April 24, 2018
World

Far-right terror threat ‘more significant’ than public realizes, official warns

Britain is facing an increased threat from far-right terrorism, the outgoing head of U.K.’s counterterrorism command said.

In a Monday valedictory speech a few weeks before he leaves his post, Mark Rowley, London’s assistant commissioner for specialist operations of the Metropolitan Police Service, said police have foiled four such plots by right-wing extremists in the past year.

One-third of referrals to the government’s anti-radicalization program are now related to far-right terrorism, he added.

“The right-wing terrorist threat is more significant and more challenging than perhaps public debate gives it credit for,” Rowley said.

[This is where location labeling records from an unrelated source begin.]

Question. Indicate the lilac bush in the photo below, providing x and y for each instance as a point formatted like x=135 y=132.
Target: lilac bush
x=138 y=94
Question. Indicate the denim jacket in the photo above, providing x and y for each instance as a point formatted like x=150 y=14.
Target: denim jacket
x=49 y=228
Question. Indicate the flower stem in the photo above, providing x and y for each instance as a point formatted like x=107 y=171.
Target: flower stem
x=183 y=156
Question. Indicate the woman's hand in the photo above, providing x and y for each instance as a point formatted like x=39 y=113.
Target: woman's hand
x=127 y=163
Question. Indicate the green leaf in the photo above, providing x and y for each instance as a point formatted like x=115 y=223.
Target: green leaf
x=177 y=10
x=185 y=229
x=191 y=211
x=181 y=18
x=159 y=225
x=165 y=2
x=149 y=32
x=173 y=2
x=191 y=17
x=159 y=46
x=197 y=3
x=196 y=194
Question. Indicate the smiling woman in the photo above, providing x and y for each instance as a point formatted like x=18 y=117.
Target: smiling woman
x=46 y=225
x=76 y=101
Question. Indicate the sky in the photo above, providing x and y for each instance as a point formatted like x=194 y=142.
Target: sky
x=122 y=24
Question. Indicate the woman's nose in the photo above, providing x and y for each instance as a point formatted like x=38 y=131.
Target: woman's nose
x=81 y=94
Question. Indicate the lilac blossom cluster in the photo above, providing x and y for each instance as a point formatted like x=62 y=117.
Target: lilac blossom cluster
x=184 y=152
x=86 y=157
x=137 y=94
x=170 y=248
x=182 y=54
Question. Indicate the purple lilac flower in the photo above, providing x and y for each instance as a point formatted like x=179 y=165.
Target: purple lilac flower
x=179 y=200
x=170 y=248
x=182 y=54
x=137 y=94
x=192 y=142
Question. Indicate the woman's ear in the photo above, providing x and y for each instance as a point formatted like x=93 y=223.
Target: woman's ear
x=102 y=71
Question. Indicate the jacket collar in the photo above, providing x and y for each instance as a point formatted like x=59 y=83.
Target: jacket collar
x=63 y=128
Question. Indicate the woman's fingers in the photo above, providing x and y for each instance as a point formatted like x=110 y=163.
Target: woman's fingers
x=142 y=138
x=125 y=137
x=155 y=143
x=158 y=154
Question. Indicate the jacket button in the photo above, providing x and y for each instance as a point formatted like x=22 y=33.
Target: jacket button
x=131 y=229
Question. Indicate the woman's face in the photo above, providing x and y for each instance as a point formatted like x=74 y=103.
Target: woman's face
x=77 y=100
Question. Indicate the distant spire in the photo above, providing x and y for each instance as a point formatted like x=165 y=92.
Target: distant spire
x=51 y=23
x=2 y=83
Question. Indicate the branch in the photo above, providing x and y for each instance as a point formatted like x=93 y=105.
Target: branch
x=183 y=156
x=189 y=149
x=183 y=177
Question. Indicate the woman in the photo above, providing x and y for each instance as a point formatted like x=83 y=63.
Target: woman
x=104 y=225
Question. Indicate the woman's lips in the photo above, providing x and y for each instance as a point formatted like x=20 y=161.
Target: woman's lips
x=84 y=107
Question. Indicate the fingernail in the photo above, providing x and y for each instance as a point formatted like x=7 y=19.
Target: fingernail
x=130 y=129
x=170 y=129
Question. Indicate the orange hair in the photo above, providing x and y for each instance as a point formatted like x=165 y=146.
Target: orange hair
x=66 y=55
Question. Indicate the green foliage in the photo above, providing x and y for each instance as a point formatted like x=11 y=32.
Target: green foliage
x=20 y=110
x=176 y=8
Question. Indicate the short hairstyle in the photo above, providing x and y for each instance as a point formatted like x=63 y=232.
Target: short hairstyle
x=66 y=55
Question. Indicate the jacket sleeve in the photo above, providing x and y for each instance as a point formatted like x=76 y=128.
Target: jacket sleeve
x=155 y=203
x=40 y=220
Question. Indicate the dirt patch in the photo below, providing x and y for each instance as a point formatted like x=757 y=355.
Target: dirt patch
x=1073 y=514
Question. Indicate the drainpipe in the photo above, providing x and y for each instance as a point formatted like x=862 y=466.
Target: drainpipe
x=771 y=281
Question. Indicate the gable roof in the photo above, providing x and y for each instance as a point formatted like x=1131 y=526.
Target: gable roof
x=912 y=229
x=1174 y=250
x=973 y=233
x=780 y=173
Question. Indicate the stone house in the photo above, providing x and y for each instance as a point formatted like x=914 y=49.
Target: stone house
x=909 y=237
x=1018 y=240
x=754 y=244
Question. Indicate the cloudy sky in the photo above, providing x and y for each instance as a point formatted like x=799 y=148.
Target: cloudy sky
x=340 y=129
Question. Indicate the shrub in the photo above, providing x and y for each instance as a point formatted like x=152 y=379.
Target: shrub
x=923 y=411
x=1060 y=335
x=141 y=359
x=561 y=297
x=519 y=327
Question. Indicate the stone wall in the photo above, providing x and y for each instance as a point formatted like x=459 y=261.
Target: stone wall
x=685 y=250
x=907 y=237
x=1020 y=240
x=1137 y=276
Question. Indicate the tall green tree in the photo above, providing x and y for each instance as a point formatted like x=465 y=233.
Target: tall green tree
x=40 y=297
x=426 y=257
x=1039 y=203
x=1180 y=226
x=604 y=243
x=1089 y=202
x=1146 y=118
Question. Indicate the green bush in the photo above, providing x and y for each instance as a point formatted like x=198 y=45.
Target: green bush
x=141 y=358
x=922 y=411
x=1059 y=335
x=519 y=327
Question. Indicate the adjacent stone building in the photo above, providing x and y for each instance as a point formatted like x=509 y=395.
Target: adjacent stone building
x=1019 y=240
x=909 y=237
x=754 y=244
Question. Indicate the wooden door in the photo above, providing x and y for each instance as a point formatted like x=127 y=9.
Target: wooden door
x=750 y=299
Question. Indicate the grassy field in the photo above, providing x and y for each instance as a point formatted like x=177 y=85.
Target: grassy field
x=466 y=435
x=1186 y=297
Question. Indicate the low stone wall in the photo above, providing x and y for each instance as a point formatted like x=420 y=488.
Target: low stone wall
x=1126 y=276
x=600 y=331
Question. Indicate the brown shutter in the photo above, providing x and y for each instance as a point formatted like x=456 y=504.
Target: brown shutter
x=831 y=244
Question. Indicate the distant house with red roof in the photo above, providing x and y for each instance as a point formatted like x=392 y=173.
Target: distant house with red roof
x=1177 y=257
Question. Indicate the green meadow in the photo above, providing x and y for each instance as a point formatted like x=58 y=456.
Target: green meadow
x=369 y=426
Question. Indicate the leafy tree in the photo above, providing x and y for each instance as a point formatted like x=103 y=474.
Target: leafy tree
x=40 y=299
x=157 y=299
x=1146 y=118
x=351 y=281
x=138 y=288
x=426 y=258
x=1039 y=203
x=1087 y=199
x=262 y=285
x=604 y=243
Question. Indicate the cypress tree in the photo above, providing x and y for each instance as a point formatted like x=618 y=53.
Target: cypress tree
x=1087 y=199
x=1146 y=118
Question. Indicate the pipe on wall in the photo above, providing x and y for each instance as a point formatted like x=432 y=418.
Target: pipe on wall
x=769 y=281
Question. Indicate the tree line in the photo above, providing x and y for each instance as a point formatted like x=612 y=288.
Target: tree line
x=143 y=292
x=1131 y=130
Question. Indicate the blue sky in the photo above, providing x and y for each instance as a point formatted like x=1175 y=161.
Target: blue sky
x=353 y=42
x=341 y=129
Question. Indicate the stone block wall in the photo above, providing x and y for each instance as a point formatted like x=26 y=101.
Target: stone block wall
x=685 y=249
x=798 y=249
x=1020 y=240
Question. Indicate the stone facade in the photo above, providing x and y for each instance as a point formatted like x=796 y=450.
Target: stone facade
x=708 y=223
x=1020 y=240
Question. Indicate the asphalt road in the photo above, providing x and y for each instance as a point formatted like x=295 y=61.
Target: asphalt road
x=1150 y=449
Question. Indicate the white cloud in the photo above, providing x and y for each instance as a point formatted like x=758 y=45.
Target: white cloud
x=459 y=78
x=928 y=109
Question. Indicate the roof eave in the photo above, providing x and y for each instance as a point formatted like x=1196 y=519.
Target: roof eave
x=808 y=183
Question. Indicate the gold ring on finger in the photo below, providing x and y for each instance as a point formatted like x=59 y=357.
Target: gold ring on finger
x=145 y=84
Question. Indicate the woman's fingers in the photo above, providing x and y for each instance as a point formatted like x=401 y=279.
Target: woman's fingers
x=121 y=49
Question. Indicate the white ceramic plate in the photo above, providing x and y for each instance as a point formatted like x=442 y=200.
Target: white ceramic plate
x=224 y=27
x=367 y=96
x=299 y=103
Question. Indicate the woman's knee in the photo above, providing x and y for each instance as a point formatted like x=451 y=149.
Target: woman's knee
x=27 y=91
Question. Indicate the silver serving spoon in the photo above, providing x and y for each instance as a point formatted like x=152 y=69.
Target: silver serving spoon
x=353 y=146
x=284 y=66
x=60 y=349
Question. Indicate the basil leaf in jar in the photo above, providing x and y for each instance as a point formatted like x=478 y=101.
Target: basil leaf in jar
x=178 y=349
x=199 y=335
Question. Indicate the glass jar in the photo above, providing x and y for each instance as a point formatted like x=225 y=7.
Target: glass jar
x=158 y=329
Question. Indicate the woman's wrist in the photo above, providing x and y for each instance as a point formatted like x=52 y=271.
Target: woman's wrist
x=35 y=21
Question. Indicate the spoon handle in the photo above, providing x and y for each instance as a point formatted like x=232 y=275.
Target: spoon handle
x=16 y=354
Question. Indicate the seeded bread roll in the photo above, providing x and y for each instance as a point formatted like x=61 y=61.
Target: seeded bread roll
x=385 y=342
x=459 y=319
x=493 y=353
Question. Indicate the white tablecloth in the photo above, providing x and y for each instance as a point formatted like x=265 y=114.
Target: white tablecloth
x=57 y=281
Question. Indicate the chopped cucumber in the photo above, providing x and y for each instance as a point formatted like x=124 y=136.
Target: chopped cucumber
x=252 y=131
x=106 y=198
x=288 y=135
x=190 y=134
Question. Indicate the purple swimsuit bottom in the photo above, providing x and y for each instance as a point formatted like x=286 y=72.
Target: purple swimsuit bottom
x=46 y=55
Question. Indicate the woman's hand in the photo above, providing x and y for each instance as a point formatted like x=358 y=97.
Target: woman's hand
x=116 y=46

He said, “For the best part of 18 months in the U.K., we have a homegrown, white supremacist, neo-Nazi terrorist organization that is pursuing all of the ambitions of any other terrorist organization committed to violence … that should be a matter of great concern for all of us.”

There were five deadly attacks in the U.K. last year, including a terror attack against a crowd of Muslims leaving a mosque in Finsbury Park. The man who carried out the attack by driving a van into pedestrians, injuring at least eight people, was jailed for life this month and will spend at least 43 years behind bars.

Also, a far-right fanatic was jailed for life in 2016 for the murder of British politician Jo Cox during the European Union referendum campaign. He was heard saying as he stabbed her, “This is for Britain” and “Britain first.”

The murder was “committed to advance a political, racial and ideological cause … associated with Nazism,” the judge ruled.

Britain’s domestic security service MI5 is now involved in investigating the threat from the extreme-right in the country, and Rowley warned that groups based in the U.K. were seeking links with extremists abroad.

“There are many Western countries that have extreme right-wing challenges and, in quite a number of those the groups," he said, "we are worried that they are making connections with them and networking."